Monads and Maybe

[Ross Paterson]

On Thu, Aug 21, 2003 at 11:32:47AM +0100, C T McBride wrote:
> My point, however, is not to use <$> with that type, but the more general
> 
>   class Fun f where
>     eta :: x -> f x
>     (<$>) :: f (s -> t) -> f s -> f t
> 
> Is there a better name for Fun? Is it ancient and venerable? Am I an
> ignoramus twice over?

It seems that something this useful should have a name, but I've been
unable to find one.  This interface was first used for parsers by
Niklas Rojemo.  Doaitse Swierstra has developed a lot of interesting
parsers with this interface, roughly

	infixl 4 <$>, <*>

	class Functor f => Sequence f where
		eta :: a -> f a
		(<*>) :: f (a -> b) -> f a -> f b

		(<$>) :: (a -> b) -> f a -> f b
		(<$>) = fmap

One would expect this to satisfy identity and associativity laws:

	eta f <*> v = f <$> v
	u <*> eta y = ($ y) <$> u
	u <*> (v <*> w) = ((.) <$> u <*> v) <*> w

as well as naturality of eta and (<*>).

Several other choices of primitives are available.  One is:

	lift0 :: a -> f a
	lift1 :: (a -> b) -> f a -> f b
	lift2 :: (a -> b -> c) -> f a -> f b -> f c

	lift0 = eta
	lift1 = fmap
	lift2 f fa fb = f <$> fa <*> fb
	(<*>) = lift2 ($)

Another interface is eta plus

	mult :: f a -> f b -> f (a,b)

with axioms

	eta x `mult` v = fmap (\y -> (x,y)) v
	u `mult` eta y = fmap (\x -> (x,y)) u
	u `mult` (v `mult` w) = fmap assoc ((u `mult` v) `mult` w)
		where	assoc ((x,y),z) = (x,(y,z))

These are all equivalent (or would be, if Haskell had true products).

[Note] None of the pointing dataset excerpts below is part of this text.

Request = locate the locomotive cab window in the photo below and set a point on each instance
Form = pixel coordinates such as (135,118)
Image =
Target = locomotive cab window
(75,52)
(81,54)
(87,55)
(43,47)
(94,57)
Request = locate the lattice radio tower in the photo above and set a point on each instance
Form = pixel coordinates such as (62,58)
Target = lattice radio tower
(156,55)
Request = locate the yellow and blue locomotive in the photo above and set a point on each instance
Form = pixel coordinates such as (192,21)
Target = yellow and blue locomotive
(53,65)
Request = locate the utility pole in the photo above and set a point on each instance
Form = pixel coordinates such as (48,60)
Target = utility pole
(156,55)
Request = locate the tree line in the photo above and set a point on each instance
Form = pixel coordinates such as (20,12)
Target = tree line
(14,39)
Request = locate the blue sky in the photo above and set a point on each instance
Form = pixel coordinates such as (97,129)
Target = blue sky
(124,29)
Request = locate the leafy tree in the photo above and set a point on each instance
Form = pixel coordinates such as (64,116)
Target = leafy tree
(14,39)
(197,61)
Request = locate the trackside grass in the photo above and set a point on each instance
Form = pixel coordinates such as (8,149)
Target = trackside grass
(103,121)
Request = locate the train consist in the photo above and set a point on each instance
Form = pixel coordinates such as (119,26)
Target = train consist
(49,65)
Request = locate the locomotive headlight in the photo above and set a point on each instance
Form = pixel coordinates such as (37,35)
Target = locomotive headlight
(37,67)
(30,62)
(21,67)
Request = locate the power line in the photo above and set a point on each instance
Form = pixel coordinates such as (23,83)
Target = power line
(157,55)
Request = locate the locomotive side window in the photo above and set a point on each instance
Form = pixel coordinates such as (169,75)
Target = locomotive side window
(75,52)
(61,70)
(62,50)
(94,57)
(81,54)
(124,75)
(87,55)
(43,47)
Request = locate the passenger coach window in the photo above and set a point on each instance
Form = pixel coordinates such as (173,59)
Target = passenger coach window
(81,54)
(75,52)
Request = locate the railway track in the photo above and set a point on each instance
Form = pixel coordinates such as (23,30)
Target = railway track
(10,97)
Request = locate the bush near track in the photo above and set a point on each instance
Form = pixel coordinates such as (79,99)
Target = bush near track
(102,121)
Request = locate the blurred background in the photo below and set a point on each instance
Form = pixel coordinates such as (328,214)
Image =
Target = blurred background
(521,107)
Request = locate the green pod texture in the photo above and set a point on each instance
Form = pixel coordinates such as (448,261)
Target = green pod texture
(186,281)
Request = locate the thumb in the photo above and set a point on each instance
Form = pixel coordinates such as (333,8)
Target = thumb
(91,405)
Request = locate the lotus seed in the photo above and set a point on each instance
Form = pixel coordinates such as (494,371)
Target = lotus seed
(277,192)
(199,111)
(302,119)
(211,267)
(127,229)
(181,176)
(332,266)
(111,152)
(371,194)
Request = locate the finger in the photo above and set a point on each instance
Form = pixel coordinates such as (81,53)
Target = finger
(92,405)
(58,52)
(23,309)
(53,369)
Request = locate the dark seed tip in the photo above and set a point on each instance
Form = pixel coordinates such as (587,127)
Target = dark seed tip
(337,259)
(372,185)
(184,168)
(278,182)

The last version generalizes to any symmetric monoidal category: it
requires that f be a lax monoidal functor, with eta_1 and mult as the
transformations, that eta is a transformation from the identity monoidal
functor to f, plus the symmetry condition

	eta x `mult` v = fmap swap (v `mult` eta x)

As you note, they're preserved under composition.  They also compose
with arrows (in the sense of Hughes) to make new arrows, and they're
preserved by products (as are arrows).